Japan to block foreign investment in medicine amid coronavirus

Linda J. Dodson

TOKYO — Japan plans to prevent foreign companies from acquiring domestic pharmaceutical and medical equipment makers, Nikkei has learned.

The Japanese government will include companies that operate in the fields of vaccines, medicine and advanced medical equipment like ventilators on its list of sectors deemed critical to national security.

Legislation passed in November lowers the ownership threshold for prescreening foreign investments in sectors related to national security from the current 10% to 1%. The list specifies 12 sectors like telecommunications and nuclear power, but given the coronavirus pandemic, the government will also add fields like medicine.
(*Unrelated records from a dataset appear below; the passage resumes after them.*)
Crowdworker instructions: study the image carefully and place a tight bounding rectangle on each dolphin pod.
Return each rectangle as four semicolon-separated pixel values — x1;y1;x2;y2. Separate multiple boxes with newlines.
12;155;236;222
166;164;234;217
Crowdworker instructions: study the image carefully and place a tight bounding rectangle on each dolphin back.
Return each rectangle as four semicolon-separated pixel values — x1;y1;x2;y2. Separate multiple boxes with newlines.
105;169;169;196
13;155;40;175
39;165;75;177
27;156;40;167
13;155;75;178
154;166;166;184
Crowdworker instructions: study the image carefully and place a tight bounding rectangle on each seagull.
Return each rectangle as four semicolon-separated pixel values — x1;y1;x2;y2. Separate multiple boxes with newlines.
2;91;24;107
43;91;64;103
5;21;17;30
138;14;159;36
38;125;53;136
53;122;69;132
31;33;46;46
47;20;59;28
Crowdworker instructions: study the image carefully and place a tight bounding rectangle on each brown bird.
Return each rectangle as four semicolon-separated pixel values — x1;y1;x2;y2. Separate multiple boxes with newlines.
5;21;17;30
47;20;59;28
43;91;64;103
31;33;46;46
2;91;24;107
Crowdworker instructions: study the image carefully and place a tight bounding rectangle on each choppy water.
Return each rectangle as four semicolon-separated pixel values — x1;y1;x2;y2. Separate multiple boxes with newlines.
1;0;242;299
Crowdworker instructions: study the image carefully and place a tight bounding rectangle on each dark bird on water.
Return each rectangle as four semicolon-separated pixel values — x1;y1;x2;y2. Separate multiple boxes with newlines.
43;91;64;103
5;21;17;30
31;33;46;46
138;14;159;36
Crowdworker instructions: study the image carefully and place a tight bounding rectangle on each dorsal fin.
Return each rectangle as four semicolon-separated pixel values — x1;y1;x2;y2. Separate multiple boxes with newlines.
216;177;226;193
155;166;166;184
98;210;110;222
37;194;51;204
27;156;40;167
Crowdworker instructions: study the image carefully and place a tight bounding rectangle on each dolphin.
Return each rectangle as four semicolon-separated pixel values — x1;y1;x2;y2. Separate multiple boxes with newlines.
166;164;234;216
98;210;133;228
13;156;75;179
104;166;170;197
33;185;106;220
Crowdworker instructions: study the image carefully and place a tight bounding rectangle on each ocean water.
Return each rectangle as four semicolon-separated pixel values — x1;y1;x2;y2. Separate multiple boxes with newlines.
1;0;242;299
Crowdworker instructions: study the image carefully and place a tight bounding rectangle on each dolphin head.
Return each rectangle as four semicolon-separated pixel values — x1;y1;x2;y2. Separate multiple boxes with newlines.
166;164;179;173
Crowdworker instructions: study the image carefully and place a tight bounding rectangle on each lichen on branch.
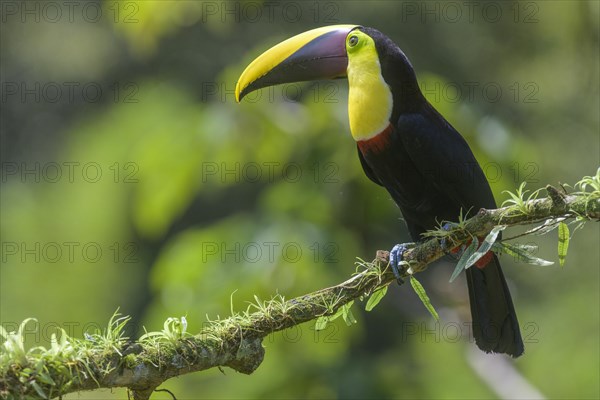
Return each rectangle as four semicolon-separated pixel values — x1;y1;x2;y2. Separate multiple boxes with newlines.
2;171;599;400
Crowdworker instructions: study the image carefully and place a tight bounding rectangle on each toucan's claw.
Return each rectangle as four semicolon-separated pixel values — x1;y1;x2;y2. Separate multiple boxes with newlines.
389;243;413;285
440;223;463;260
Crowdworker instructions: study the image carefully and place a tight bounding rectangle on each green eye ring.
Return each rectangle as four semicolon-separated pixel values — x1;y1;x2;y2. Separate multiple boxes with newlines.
348;35;359;47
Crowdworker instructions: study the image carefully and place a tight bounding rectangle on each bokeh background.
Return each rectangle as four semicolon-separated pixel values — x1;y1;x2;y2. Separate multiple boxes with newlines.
1;1;599;399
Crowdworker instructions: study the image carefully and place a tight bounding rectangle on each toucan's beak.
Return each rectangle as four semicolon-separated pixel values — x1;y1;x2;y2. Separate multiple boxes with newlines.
235;25;359;102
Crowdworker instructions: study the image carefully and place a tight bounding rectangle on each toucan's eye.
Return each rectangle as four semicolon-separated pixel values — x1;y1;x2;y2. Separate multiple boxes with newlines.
348;35;359;47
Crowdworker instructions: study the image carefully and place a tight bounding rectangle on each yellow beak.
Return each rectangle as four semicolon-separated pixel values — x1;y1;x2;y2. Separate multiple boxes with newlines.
235;25;359;102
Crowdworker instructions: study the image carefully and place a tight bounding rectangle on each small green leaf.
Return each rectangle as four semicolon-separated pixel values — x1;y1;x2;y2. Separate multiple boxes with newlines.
37;372;56;386
410;276;439;321
498;242;554;266
30;381;48;399
527;218;566;236
464;225;506;269
558;222;570;266
343;309;357;326
341;301;357;326
315;316;329;331
365;286;388;311
328;306;345;322
449;237;478;283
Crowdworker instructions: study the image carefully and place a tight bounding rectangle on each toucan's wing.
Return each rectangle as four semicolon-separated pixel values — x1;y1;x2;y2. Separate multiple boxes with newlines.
396;110;497;213
357;145;383;186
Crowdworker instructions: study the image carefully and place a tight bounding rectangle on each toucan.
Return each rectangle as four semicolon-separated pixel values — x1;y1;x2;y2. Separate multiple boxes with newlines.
235;25;524;357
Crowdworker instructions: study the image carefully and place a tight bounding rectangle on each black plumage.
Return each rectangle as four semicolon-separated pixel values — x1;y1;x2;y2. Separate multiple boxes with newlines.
356;27;524;357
In recent weeks, Japan’s Fujifilm Holdings has gained global attention for its anti-flu drug Avigan, which is being tested as a treatment for Covid-19.
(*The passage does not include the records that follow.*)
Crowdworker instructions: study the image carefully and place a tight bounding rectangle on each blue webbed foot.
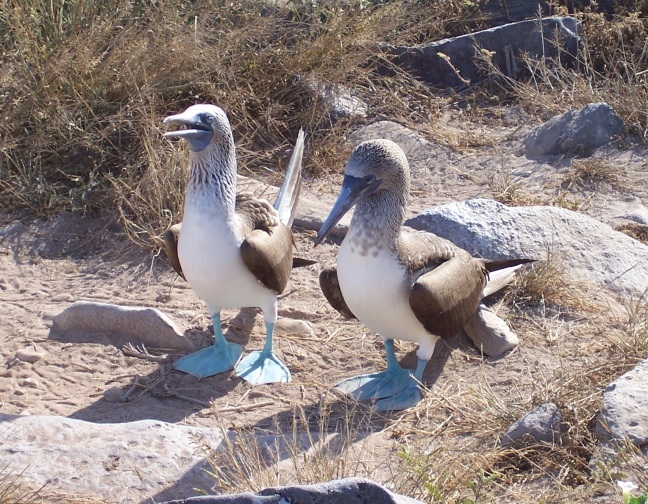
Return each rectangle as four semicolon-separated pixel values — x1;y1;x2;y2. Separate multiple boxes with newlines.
373;379;423;411
235;350;291;384
235;321;291;385
336;368;413;401
336;369;423;411
174;341;243;379
336;342;428;411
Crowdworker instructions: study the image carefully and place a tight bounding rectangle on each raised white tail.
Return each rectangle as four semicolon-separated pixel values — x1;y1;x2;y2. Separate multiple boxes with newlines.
274;128;305;227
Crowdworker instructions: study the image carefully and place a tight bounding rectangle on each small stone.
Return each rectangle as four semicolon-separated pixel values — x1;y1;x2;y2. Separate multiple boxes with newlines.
103;387;125;403
275;318;314;337
502;402;564;446
51;301;194;351
52;293;75;302
464;305;519;357
21;378;40;388
15;348;46;363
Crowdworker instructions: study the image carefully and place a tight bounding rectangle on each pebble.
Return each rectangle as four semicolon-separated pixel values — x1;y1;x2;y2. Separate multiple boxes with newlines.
21;378;40;388
103;387;125;403
52;293;75;302
15;348;46;363
275;318;315;337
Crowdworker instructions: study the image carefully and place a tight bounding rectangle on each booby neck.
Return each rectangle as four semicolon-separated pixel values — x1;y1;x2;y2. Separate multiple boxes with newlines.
347;189;407;250
346;153;410;251
185;130;238;218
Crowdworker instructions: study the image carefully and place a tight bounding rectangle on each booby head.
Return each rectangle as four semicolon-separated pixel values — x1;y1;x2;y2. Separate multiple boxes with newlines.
163;104;231;152
314;139;409;246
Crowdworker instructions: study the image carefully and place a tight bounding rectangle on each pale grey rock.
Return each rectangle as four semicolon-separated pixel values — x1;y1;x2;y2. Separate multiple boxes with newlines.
319;84;368;121
50;301;194;351
524;103;624;158
464;304;519;357
15;348;46;363
596;359;648;451
502;403;563;446
0;414;224;503
382;17;582;89
275;317;314;337
20;377;40;388
161;477;422;504
406;198;648;296
620;206;648;226
0;221;26;236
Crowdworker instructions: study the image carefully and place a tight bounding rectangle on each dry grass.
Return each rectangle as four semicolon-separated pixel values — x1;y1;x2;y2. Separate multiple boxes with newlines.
562;158;623;190
0;465;45;504
0;0;484;247
616;223;648;245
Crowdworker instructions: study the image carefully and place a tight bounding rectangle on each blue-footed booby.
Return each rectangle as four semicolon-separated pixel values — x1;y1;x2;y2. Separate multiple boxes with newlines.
163;104;306;385
315;139;532;411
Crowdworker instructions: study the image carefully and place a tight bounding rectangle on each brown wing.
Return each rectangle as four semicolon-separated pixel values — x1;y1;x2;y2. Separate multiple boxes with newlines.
409;253;488;339
163;223;185;280
237;193;294;294
319;267;356;319
397;229;487;340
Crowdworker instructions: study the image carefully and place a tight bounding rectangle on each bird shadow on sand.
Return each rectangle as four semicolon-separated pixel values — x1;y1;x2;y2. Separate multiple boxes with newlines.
49;307;260;424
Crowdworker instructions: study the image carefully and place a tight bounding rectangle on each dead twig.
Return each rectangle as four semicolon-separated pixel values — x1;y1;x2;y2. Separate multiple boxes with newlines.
122;342;169;363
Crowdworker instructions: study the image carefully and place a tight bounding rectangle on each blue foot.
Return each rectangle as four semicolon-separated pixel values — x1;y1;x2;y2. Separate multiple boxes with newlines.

The government not only wants to protect the country’s pharmaceutical industry but maintain a stable supply of medicines and medical equipment, demand for which is surging as countries scramble to treat patients around the world.

The importance for medical businesses has become much stronger amid the pandemic. The Japanese government has decided that the risk to national security and to the lives of Japanese is too great to allow companies with medical-related technology and production facilities to be taken over by foreign capital.
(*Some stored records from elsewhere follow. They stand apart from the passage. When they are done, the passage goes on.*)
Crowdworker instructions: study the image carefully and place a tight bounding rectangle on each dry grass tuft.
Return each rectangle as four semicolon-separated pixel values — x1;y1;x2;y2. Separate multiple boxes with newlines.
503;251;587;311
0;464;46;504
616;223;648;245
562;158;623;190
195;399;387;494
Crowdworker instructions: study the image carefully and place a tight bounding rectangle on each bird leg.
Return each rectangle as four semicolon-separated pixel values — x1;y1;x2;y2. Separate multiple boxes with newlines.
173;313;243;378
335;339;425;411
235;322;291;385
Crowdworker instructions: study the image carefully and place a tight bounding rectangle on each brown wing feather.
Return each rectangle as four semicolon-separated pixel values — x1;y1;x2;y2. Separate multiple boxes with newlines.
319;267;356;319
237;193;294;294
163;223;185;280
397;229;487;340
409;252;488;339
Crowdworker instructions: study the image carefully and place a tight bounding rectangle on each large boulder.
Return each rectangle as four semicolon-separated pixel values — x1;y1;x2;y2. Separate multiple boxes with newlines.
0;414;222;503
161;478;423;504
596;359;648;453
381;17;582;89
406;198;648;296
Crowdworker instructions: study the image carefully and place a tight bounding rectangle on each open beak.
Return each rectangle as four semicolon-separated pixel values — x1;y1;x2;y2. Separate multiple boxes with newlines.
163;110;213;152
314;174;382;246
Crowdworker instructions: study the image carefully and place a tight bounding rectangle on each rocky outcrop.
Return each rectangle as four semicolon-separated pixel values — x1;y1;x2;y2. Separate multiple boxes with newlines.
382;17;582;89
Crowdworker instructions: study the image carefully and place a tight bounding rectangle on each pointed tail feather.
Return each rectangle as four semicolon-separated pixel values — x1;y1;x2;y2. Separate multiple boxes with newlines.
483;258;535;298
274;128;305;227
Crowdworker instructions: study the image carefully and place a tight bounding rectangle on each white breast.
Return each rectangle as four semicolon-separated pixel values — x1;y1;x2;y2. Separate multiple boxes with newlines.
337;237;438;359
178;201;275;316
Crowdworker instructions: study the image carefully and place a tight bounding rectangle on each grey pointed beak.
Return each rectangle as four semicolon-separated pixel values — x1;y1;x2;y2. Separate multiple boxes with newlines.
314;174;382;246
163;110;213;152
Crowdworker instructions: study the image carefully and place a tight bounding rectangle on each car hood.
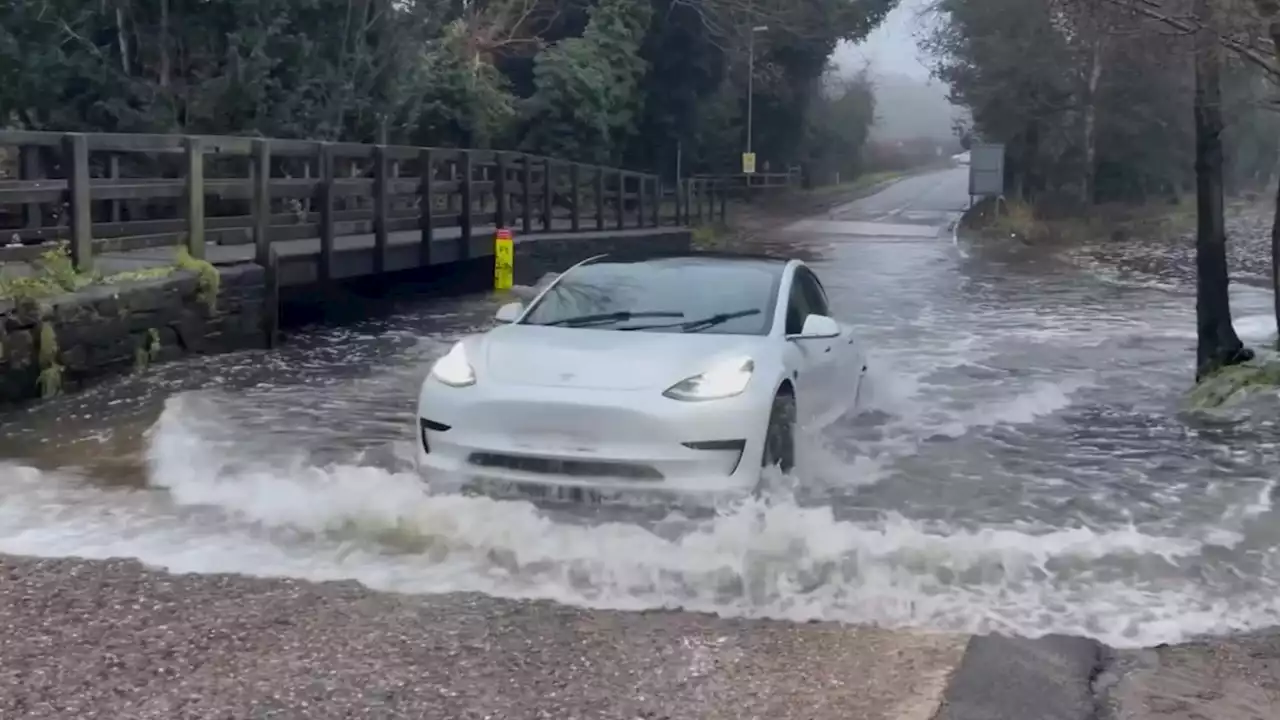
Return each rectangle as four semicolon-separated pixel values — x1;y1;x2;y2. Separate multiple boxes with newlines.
478;324;766;390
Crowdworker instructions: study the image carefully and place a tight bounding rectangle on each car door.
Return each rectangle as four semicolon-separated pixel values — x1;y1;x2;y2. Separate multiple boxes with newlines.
782;267;832;421
803;269;867;415
790;267;842;419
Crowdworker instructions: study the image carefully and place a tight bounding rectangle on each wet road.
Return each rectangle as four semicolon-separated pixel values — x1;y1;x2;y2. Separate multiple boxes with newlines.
3;167;1280;650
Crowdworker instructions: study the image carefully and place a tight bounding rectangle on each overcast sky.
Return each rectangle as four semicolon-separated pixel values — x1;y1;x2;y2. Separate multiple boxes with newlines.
833;0;935;80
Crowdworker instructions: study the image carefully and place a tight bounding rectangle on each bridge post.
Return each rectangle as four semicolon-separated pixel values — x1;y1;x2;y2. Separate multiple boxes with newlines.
494;151;508;229
650;177;660;227
315;142;335;284
635;173;646;228
373;144;389;275
672;179;681;227
252;139;271;267
60;133;92;272
458;150;473;261
19;146;42;229
418;148;435;267
183;136;206;260
107;154;121;223
542;159;553;230
685;180;694;226
520;154;533;235
569;163;581;232
594;167;605;231
614;171;624;230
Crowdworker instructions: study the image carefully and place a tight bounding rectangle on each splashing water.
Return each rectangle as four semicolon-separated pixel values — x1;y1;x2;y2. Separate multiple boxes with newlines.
4;183;1280;650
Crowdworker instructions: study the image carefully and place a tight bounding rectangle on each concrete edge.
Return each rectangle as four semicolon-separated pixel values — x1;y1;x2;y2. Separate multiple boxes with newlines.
932;633;1111;720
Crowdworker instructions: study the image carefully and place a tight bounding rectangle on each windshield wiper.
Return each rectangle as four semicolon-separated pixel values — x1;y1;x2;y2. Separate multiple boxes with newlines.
542;311;684;327
623;309;762;333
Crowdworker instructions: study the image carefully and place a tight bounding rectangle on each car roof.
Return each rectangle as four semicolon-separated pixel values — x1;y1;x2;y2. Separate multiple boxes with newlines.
578;249;797;274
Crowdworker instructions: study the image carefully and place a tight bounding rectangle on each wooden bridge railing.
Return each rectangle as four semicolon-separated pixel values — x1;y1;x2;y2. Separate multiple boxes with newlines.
693;171;799;194
0;131;730;272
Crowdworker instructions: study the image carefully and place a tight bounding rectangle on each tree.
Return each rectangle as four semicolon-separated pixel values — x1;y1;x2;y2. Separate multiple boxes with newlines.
1192;0;1253;378
0;0;897;191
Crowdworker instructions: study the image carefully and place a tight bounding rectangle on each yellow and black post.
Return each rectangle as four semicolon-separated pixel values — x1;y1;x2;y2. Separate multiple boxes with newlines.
494;227;514;290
In medicine, Tokyo will include businesses that treat and prevent infectious diseases on its list of specified sectors. The classification will cover companies that handle raw materials, pharmaceuticals, vaccines, serums and formulation.

In the medical equipment segment, makers of products that are difficult to manufacture or for which few alternatives would be available when an infectious disease spreads globally will be included on the list.

They will include makers of ventilators, heart-lung machines, infusion pumps and artificial dialyzers, all of which require advanced manufacturing and quality control.

The government aims to implement the revised Foreign Exchange and Foreign Trade Act next month, with the aim of preventing foreign, particularly Chinese, influence in these industries.

The government plans to begin enforcing the ammended law, which adds pharmaceutical makers and the medical equipment industry to the list, by July, after soliciting opinions from the public.